Folk music, being such a broad umbrella of a genre, has a number of relevant qualifiers and considerations to discuss, especially given that Society is in fact a relatively contemporary work. American folk music is a longstanding, largely orally perpetuated, and historically rurally centered genre. That being said, significant adaptations to its stylization and form took place throughout the 20th century, as a result of the ‘folk revivals’ that occurred. Namely, these shifts happened in the following ways: folk’s purpose became less rural life/community-centric and more politically motivated (e.g Guthrie & Seeger), and artists/stylists came more into focus on the basis of their authenticity, de-emphasizing the participatory and open source qualities of traditional folk (e.g Dylan), which subsequently brought the genre more into the mainstream, reducing the gap between itself and popular music.

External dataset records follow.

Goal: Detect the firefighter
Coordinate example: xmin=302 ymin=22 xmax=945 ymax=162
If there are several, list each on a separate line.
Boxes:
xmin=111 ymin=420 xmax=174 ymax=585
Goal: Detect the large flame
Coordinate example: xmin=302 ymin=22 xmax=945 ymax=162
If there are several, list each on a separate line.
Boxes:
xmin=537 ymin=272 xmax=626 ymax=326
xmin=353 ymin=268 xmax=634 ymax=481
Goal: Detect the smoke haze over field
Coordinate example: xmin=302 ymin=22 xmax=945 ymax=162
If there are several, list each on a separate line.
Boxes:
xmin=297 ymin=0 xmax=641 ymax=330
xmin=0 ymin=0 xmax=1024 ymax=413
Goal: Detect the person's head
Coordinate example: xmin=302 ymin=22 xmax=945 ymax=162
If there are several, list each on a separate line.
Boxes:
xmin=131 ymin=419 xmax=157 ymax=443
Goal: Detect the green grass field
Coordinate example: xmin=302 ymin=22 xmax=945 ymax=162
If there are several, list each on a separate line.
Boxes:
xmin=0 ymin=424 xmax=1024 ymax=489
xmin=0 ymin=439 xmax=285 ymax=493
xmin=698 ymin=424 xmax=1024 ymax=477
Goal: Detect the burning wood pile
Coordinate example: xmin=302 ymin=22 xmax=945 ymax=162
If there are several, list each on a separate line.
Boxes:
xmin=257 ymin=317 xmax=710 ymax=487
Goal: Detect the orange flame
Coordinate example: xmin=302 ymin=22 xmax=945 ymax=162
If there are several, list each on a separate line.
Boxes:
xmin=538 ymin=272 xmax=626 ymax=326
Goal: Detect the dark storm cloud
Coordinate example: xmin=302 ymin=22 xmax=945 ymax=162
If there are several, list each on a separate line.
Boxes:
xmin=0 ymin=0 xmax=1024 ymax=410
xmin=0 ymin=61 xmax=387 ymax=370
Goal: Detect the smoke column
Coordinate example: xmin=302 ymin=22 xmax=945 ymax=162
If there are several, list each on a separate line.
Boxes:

Folk being brought into the pop culture fold enabled the formation of a great many crossover genres, which are necessary to understanding Into the Wild and Society. While Into the Wild on the whole is predominantly folk rock/alternative due to its sometimes more complex instrumentation and production, Society is a wonderful exemplar of contemporary, neo-traditional folk, and this is the case for a variety of reasons, the most obvious being its composition. Society features a very standard four-chord progression in the key of C (about as traditional American folk as you can get), with a simple and highly consonant melody line. Tight vocal harmonies are employed, briefly and for emphasis in the latter choruses, and the guitar leads are closely replicated as opposed to improvised across most recordings. It was recorded as one full take, has no track layering or overdubbing, and received virtually no embellishment through production. Despite being contemporary, recorded and released in 2007, Society stylistically embodies roots folk to the utmost extent.

In addition to its sound, Society is further cemented as a folk tune on account of its authorship and collaboration. Jerry Hannan, the original songwriter, is a bay-area folk singer-songwriter whose music is described on his artist site as, “shades of Dylan and John Prine …very Americana with a faint Irish lilt,” and additionally that, “he’s a storyteller, known for his thought provoking lyrics and exuberant performances.” He and Vedder both fall fairly well outside the sphere of popular culture and music, and thus are prime candidates of what Owen Cantrell refers to as the ‘cult of authenticity’ in folk music. Both artists are relatively marginal (Vedder less so, however his solo career is), outspokenly politically left, and clear proponents of the contemporary folk genre.

Further, the lyrics’ message overall is quite congruent thematically with American folk, particularly post-revival. The transcendentalist values of individualism, self-reliance, and beauty in nature, widely a topic of interest throughout the history of the genre are clearly emphasized in the track. Also of importance is the renunciation and condemnation of institution and consumerism in mainstream culture, which a great many folk artists and stylists have purveyed in their work. Society avoids inflammatory or accusative language, and instead makes its critique in a cleverly vague fashion, through the use of irony and literary device, a method not unbeknownst to the likes of Seeger and Dylan.